Dat verweerder de in artikel 6, derde lid, van de Dublinverordening genoemde factoren onvoldoende in zijn belangenafweging heeft betrokken en niet voldoende rekenschap heeft gegeven van de gestelde belangen van de minderjarigen kan de rechtbank niet volgen. Immers de minderjarige kinderen zullen samen met hun moeder worden overgedragen en zoals in rechtsoverweging 2.5. is overwogen, heeft verweerder niet ten onrechte gesteld dat bescherming tegen de echtgenoot kan worden verzocht en verkregen bij de Zwitserse autoriteiten.
3. Verweerder heeft dan ook afdoende gemotiveerd waarom de door eiseres aangevoerde omstandigheden geen aanleiding geven gebruik te maken van de in artikel 17 van de Dublinverordening neergelegde bevoegdheid.
4. Het beroep is ongegrond.
5. Voor een proceskosten veroordeling bestaat geen aanleiding.

Beslissing

De rechtbank verklaart het beroep ongegrond.
Deze uitspraak is gedaan door mr. J.M. Ghrib, rechter, in aanwezigheid van mr.
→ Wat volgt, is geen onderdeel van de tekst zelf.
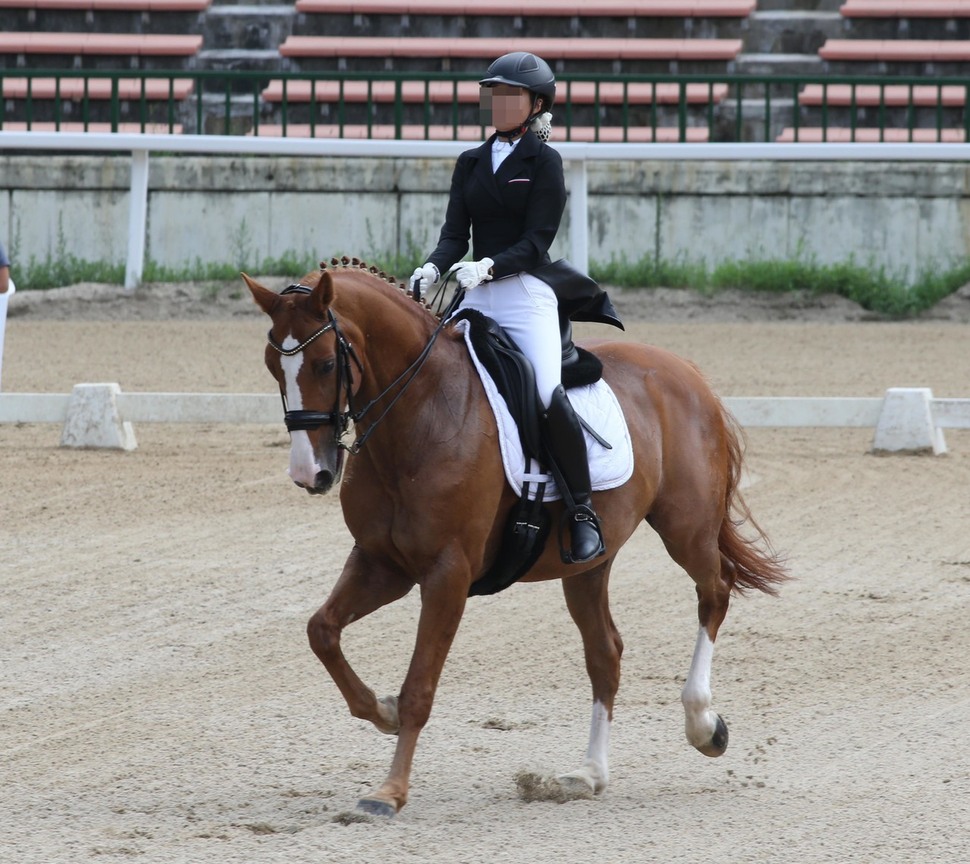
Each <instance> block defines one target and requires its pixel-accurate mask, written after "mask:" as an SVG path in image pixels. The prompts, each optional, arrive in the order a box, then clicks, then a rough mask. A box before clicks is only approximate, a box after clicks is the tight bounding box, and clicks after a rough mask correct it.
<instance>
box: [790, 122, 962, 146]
mask: <svg viewBox="0 0 970 864" xmlns="http://www.w3.org/2000/svg"><path fill="white" fill-rule="evenodd" d="M777 140H778V141H782V142H789V143H790V142H794V141H799V142H802V143H819V142H821V141H827V142H831V143H841V144H847V143H849V142H852V141H855V142H856V143H863V142H865V143H875V142H877V141H889V142H897V143H901V142H905V141H914V142H921V143H936V142H944V143H948V144H962V143H963V142H965V141H966V133H965V132H964V130H963V129H941V130H939V132H937V130H936V129H913V130H912V134H910V130H909V129H898V128H892V129H884V130H879V129H873V128H869V127H864V128H857V129H855V130H854V131H853V130H852V129H846V128H845V127H841V126H829V127H828V129H827V130H825V129H819V128H813V127H809V128H806V129H798V130H795V129H793V128H791V127H786V128H785V129H784V130H783V131H782V133H781V135H779V136H778V139H777Z"/></svg>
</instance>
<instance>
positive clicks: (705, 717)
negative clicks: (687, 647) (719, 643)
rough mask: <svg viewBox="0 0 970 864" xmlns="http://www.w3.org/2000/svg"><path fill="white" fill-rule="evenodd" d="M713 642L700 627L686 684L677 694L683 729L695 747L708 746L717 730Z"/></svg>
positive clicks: (690, 740) (704, 631) (688, 738)
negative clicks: (712, 694) (714, 706)
mask: <svg viewBox="0 0 970 864" xmlns="http://www.w3.org/2000/svg"><path fill="white" fill-rule="evenodd" d="M713 659H714V643H713V642H712V641H711V637H710V636H708V635H707V630H706V629H705V628H703V627H701V628H700V630H699V631H698V633H697V642H696V644H695V645H694V657H693V659H692V660H691V663H690V672H688V673H687V682H686V683H685V684H684V689H683V690H682V691H681V694H680V701H681V702H683V704H684V726H685V729H686V731H687V740H688V741H690V743H691V744H693V745H694V746H695V747H698V746H701V747H703V746H706V745H707V744H709V743H710V741H711V737H712V736H713V735H714V730H715V728H716V727H717V713H716V712H715V711H712V710H711V661H712V660H713Z"/></svg>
A. Nobel, griffier. De beslissing is in het openbaar uitgesproken op 12 juni 2017.

Rechtsmiddel

Tegen deze uitspraak kan binnen één week na de dag van verzending daarvan hoger beroep worden ingesteld bij de Afdeling bestuursrechtspraak van de Raad van State. Als hoger beroep is ingesteld, kan bij de voorzieningenrechter van de hogerberoepsrechter worden verzocht om het treffen van een voorlopige voorziening of om het opheffen of wijzigen van een bij deze uitspraak getroffen voorlopige voorziening.